The common sites of mandibular fractures are shown in Figure 16.9. Because of the effects of oblique trauma, a fracture on one side is often accompanied by a fracture on the other side in a different position, e.g. body of mandible on one side and condylar neck on the other. Fracture lines tend to occur through points of weakness, e.g. mental foramina, unerupted third molar teeth or condylar necks. Most undisplaced mandibular fractures need no active intervention but displaced fractures require fixation. This can be achieved by wiring the lower teeth to the upper teeth, by direct wiring of the bones or (more often these days) by internal plate fixation (see Fig. 16.10). Any fracture passing through a tooth socket defines the fracture as ‘compound’ and prophylactic antibiotics should be administered.

Fig. 16.9 Common sites of mandibular fractures

Fractures of the middle third of the face

Fractures of the middle third of the facial skeleton range from detachment of the palate and dental arch to complete separation of the middle third complex from the skull base. Diagnosis is based on clinical assessment. A simple test is to grasp the upper teeth or jaw between the fingers and attempt to move them independently of the skull. Treatment may involve disimpaction and usually requires sophisticated external fixation to the skull or internal plate fixation afterwards.

Case History

Fig. 16.10 Oral pantomogram X-ray after plating of two mandibular fractures
After a blow to the chin, fractures occurred at the angle of the mandible on the right and the anterior body on the left (see Fig. 16.9). Both fractures were immobilised by direct bone plating

Fractures of the nasal bones

Trauma to the nose is common and often results in nasal bone fracture. Less often, fracture dislocation of the septum occurs and may interfere with the nasal airway. Diagnosis is made on clinical grounds with the main features being flattening or lateral displacement of the nasal bridge. Bleeding from the nose often indicates a nasal fracture. The fracture is usually reduced several days later by an ENT or maxillofacial surgeon.
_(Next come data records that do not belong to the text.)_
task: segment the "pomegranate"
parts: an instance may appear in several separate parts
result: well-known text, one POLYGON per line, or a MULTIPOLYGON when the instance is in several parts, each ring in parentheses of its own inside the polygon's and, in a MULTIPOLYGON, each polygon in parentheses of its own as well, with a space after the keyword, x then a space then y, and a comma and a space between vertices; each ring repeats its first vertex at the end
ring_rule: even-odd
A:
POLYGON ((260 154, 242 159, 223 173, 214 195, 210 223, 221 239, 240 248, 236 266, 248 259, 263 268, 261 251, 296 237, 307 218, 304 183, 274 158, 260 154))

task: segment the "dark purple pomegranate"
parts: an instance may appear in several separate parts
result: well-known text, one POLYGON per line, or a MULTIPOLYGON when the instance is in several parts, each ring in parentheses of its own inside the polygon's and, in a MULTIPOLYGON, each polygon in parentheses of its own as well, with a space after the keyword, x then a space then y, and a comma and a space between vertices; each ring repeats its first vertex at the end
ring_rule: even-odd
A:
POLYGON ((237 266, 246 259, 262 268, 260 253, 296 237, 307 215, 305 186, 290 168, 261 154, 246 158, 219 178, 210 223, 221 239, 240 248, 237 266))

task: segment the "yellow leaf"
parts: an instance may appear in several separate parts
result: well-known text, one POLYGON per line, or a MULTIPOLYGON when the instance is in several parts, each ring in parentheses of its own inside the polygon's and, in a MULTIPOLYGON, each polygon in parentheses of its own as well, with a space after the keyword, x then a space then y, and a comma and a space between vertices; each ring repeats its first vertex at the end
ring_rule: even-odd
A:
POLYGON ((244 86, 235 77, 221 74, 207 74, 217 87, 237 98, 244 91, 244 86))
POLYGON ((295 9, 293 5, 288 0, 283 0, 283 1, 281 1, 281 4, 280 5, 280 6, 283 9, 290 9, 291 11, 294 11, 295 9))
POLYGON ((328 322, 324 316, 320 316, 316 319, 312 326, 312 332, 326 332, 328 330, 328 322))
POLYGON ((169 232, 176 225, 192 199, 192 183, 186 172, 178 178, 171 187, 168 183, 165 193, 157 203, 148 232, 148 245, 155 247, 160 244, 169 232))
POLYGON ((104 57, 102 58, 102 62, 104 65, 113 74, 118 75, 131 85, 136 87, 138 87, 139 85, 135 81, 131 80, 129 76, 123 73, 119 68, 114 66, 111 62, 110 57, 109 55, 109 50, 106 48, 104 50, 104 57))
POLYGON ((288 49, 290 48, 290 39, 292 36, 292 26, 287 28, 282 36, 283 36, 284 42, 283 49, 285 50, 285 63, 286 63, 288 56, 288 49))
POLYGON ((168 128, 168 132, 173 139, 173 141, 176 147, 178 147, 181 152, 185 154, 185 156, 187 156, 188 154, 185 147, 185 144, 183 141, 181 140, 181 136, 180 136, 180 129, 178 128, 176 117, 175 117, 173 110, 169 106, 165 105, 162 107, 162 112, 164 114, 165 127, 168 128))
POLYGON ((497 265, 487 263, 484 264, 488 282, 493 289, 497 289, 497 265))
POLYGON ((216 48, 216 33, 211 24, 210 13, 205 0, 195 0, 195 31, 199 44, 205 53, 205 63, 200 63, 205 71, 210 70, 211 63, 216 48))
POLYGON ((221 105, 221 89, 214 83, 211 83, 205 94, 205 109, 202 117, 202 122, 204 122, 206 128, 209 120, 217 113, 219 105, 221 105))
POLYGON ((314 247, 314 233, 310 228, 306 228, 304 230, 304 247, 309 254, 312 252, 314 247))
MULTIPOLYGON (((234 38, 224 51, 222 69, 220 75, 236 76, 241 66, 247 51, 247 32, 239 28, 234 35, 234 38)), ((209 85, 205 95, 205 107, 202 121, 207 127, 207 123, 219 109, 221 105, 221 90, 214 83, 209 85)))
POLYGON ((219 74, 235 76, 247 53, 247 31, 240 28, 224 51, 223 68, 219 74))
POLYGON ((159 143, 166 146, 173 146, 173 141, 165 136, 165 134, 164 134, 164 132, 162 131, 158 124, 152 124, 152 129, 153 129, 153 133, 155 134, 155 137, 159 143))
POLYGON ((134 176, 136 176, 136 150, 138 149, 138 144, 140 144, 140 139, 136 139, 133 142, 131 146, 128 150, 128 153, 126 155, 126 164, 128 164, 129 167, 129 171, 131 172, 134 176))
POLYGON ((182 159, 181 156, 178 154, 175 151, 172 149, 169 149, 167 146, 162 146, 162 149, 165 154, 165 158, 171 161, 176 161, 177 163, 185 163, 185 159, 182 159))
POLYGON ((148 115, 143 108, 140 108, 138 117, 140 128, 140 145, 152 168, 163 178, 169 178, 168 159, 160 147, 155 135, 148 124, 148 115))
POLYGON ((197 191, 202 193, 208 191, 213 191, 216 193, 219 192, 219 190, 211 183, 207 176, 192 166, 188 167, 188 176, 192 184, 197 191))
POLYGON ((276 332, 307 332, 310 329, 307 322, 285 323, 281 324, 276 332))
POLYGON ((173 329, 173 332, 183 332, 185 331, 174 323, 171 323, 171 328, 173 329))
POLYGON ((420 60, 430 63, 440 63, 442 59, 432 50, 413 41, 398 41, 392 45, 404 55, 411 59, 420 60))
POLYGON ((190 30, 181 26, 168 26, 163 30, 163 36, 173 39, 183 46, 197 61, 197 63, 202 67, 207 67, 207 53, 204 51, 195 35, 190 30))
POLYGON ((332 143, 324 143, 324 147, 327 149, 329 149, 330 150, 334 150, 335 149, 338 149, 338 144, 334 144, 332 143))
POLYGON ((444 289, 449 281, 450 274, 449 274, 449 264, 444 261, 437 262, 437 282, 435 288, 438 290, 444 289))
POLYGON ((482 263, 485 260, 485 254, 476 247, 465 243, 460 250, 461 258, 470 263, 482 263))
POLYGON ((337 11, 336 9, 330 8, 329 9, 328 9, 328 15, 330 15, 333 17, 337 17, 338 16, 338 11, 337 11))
Fractures of the orbit and zygoma

Depressed fractures of the zygoma

A depressed fracture of the zygoma (see Fig. 16.11) is the most common orbital fracture and results from a blow to the cheek. The fracture line usually passes through the infraorbital foramen and causes a palpable step in the inferior orbital margin. The infraorbital nerve becomes compressed with any substantial degree of depression, causing paraesthesia or numbness in the upper lip, upper teeth and buccal mucosa on that side. Diagnosis may be suspected by flattening of the cheek contour; this is best seen from above and behind the patient. Overlying oedema may obscure a depressed fracture, and these patients warrant radiological examination. An associated fracture of the lateral orbital wall may produce enough bleeding for it to track forward under the conjunctiva. This type of subconjunctival haemorrhage has no visible posterior limit and is the characteristic sign of an orbital wall fracture (Fig. 16.12).